TMDX 0.00%↑ – All quiet on the TransMedics front. Hopefully, that’s simply because it has been grinding away to meet all that excess demand mentioned last quarter. Earnings November 3. Fingers crossed.

TTD 0.00%↑ – The Trade Desk kicked things off with an October 4 Investor Day (presentation here). Unsurprisingly, there was plenty of time spent on the growth of streaming TV and the move of advertisers away from closed environments like Google and Facebook.

CEO Jeff Green followed with a CNBC appearance discussing the state of digital advertising. If you haven’t heard the gospel of Green before, it’s worth a listen. His message was clear: while advertising faces the same short-term pressure as other corporate spend, the underlying market continues to move TTD’s way. It only needs to keep executing on the opportunity. We’ll hear more about that execution when The Trade Desk reports November 9.

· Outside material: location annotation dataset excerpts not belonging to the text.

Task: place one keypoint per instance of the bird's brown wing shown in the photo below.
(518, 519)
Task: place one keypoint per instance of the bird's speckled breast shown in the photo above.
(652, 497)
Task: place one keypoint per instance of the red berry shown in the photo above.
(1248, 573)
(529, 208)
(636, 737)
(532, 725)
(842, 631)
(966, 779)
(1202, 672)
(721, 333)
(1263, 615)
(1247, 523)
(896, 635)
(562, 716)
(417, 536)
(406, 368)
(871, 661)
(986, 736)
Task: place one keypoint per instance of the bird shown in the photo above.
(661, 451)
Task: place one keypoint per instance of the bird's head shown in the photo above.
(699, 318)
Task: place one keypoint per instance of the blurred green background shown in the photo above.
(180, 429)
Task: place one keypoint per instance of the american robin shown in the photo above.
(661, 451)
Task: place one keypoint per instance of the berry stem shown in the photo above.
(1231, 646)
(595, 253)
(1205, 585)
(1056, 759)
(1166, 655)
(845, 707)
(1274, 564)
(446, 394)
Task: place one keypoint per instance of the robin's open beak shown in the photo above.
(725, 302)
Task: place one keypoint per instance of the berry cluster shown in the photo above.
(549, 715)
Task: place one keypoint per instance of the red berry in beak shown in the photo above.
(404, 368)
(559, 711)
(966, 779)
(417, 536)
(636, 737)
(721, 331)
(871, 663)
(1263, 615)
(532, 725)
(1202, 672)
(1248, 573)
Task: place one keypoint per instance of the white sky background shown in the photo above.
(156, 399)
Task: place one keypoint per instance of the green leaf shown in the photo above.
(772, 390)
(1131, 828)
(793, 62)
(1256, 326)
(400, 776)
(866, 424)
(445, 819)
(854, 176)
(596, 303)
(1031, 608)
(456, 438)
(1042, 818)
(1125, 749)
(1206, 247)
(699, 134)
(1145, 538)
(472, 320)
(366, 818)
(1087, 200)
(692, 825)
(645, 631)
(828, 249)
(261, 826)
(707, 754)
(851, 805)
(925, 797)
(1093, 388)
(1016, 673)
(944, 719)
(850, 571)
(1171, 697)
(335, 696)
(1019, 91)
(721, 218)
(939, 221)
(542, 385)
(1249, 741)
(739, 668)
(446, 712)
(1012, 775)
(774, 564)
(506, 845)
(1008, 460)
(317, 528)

ZS – ZScaler saw a fairly significant management change to start the month when President Amit Sinha resigned to take a CEO position with a privately-held firm. Losing brain power is always tough, but it’s not as if ZScaler’s CEO spot was opening any time soon. The good news is Sinha remains on the Board of Directors which appears to suggest an amicable parting. Anyone previously reporting to Sinha falls under CEO Jay Chaudry for now. It’s TBD if we’ll see any further shuffling.

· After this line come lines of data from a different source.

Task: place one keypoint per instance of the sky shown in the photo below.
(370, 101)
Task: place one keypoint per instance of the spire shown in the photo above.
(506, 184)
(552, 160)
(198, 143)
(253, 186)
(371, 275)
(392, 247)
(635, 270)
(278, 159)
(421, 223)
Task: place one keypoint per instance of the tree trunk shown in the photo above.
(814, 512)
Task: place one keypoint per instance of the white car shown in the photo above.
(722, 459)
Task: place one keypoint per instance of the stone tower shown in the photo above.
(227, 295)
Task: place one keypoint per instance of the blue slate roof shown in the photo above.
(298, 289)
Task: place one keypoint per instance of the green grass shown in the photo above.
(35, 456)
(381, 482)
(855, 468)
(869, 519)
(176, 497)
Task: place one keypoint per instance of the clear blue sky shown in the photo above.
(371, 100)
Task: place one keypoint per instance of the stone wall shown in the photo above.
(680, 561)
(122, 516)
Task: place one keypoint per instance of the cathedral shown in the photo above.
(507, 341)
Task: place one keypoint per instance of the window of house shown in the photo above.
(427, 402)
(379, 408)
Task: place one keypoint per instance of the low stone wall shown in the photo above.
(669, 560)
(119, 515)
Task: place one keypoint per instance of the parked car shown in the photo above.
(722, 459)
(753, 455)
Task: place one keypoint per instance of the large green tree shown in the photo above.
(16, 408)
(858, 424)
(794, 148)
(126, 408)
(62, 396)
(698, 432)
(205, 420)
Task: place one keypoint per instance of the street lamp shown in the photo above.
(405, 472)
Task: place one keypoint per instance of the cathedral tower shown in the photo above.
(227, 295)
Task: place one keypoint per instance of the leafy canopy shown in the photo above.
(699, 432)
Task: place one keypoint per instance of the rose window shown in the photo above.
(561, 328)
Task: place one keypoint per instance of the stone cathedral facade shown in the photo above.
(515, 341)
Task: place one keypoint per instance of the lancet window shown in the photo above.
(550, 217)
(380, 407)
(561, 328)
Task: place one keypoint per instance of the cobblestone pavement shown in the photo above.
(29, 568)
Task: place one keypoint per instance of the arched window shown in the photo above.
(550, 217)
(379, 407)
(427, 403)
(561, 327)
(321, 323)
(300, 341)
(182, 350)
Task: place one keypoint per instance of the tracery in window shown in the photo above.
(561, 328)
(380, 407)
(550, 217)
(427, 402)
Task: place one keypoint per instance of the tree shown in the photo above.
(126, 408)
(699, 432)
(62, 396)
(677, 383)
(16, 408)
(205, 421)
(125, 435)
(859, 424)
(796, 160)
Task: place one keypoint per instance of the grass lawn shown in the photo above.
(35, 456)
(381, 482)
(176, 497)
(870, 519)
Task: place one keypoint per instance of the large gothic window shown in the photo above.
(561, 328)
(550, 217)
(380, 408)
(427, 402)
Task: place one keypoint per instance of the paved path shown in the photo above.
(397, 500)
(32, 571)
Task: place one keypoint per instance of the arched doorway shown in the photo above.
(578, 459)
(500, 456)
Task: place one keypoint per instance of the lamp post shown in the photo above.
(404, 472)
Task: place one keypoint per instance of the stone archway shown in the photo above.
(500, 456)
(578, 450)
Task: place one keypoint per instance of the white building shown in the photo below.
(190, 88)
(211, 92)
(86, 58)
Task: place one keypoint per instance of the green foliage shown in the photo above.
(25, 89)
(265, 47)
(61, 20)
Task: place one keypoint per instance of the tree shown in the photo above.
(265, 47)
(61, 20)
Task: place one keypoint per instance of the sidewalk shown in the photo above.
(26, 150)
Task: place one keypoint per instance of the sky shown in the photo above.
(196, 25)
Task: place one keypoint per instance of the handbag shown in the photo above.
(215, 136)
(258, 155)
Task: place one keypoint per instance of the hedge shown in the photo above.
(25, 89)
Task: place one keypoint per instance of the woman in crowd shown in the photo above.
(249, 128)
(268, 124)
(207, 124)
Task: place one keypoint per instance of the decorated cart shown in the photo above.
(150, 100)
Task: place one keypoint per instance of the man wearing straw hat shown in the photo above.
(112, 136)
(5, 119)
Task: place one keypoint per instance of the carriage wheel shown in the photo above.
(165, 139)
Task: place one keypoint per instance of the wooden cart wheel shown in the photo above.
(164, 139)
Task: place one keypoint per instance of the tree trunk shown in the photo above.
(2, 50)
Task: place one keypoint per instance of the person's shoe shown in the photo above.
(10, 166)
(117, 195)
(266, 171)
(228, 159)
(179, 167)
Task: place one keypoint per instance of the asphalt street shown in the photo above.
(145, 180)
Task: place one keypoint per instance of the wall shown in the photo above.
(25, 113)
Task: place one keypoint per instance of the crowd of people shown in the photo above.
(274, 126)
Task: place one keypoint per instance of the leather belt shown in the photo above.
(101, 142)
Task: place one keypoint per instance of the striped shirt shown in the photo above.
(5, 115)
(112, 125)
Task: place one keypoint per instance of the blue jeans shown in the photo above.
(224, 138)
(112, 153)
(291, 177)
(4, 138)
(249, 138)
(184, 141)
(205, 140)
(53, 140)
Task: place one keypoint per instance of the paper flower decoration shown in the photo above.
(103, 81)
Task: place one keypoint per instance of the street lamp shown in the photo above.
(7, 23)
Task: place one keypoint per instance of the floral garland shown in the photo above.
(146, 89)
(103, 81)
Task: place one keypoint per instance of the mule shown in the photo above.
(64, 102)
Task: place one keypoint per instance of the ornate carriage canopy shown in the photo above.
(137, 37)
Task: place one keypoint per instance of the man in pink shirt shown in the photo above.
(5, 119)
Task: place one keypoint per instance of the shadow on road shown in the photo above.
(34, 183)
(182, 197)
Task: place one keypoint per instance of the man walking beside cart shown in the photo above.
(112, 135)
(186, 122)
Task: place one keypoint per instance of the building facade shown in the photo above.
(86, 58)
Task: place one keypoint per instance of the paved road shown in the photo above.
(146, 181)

Later ZScaler announced upgrades making it faster and simpler for customers to protect data. The release calls it a set of “industry-first” features providing:

Expedited Deployment Cycles with Zero Configuration DLP: Utilizing the scale of the world’s largest security cloud that processes 170 million files per day, the new zero configuration DLP capabilities auto classify all organizational data, thereby accelerating the deployment of data protection programs.
Mitigated Security Risks by Unifying Data Protection Across all Channels: The addition of endpoint, and email data protection capabilities adds to the existing support of web, SaaS, IaaS, PaaS and private apps. This removes the need for point products, decreasing security risks and management complexity by unifying policies across channels.
Simplified Operations through Automated Workflows: Advanced closed-loop incident management delivers actionable insights and automates workflows to respond to potential security risks in a timely and effective manner.

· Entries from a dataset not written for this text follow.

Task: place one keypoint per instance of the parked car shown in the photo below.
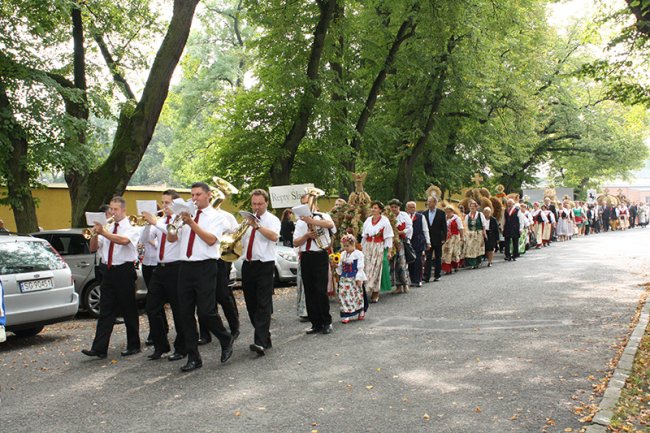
(75, 250)
(37, 283)
(286, 266)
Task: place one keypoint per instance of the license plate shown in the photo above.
(36, 285)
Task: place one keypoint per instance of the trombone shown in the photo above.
(89, 233)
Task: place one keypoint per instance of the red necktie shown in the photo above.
(249, 250)
(110, 248)
(190, 244)
(161, 254)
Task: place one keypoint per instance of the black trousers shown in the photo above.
(313, 269)
(257, 283)
(225, 298)
(434, 254)
(197, 282)
(163, 289)
(415, 268)
(117, 296)
(515, 247)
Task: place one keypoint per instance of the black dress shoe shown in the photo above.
(202, 341)
(257, 349)
(314, 330)
(157, 354)
(192, 365)
(176, 356)
(91, 352)
(129, 352)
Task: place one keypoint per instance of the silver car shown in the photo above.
(38, 286)
(286, 266)
(75, 250)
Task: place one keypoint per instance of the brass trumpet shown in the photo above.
(89, 233)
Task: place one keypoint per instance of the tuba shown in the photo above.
(323, 238)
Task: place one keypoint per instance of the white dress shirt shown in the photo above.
(210, 222)
(405, 218)
(172, 249)
(302, 229)
(263, 248)
(121, 253)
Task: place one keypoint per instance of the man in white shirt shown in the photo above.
(197, 276)
(163, 287)
(258, 268)
(117, 247)
(314, 267)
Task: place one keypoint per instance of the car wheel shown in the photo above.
(90, 299)
(29, 332)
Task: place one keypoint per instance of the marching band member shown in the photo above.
(117, 246)
(164, 284)
(314, 267)
(197, 275)
(258, 269)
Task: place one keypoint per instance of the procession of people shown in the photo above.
(187, 258)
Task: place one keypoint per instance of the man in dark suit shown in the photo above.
(437, 224)
(511, 230)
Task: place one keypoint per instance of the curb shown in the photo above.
(623, 370)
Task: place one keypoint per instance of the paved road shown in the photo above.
(504, 349)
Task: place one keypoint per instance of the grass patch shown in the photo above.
(632, 413)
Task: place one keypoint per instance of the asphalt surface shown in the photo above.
(504, 349)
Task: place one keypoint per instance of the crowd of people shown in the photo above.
(186, 260)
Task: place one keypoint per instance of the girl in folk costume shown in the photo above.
(377, 241)
(564, 227)
(538, 224)
(475, 234)
(352, 296)
(492, 235)
(398, 268)
(451, 249)
(623, 216)
(548, 222)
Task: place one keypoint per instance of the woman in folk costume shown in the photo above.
(377, 241)
(492, 235)
(352, 296)
(548, 222)
(564, 228)
(538, 224)
(452, 248)
(399, 271)
(475, 234)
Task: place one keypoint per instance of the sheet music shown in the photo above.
(146, 206)
(93, 217)
(302, 210)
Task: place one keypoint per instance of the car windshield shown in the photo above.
(27, 256)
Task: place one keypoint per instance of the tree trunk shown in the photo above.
(404, 181)
(405, 31)
(136, 124)
(283, 164)
(19, 193)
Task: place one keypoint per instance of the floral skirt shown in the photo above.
(373, 258)
(399, 271)
(352, 298)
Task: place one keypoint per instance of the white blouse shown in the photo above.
(370, 229)
(349, 258)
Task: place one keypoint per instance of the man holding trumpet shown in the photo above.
(117, 246)
(197, 276)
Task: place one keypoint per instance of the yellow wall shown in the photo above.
(53, 208)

At first glance these look more like platform enhancements than new products to monetize. However, there’s nothing wrong with strengthening an already strong platform in the very competitive cybersecurity space.

My current watch list…

…includes Enphase (ENPH), Gitlab (GTLB), monday.com (MNDY), MongoDB (MDB), and ZoomInfo (ZI).

Full disclosure I added a ~1.5% slug of ENPH on the pullback to $248.50 shortly before October 25’s Q3 earnings. I thought the report was solid and liked the guide, but the beat was only 0.3% after 2.0% in Q2 and 0.7% in Q1. While guiding so accurately is somewhat admirable, that’s not much wiggle room for outperformance. Will ENPH’s European business momentum continue as gas reserves fill up and recent warm weather spurs hope of a mild winter? Will its supply chains remain clear with increased demand? Will the additional production capacity scheduled for Q1 arrive on time? That’s all a bit too muddled for my liking right now. With the potentially lumpy nature of this business and so little feel for where next quarter’s initial FY23 guide might go, I decided to pocket the post-earnings pop at $298.50 and go back into watch-and-learn mode. I just don’t understand Enphase well enough yet to feel comfortable giving it a significant allocation. I do like the business though and can easily see myself owning it again as we gain more clarity.

And there you have it.

Welp, ten months down and two to go. At this point there’s not much to do except put your head down and keep plugging away. For November (in the US anyway) that means watching earnings, casting your vote, raking the leaves, and most importantly remembering to wear an elastic waistband on Thanksgiving 😉.

Thanks for reading, and I hope everyone has a great month.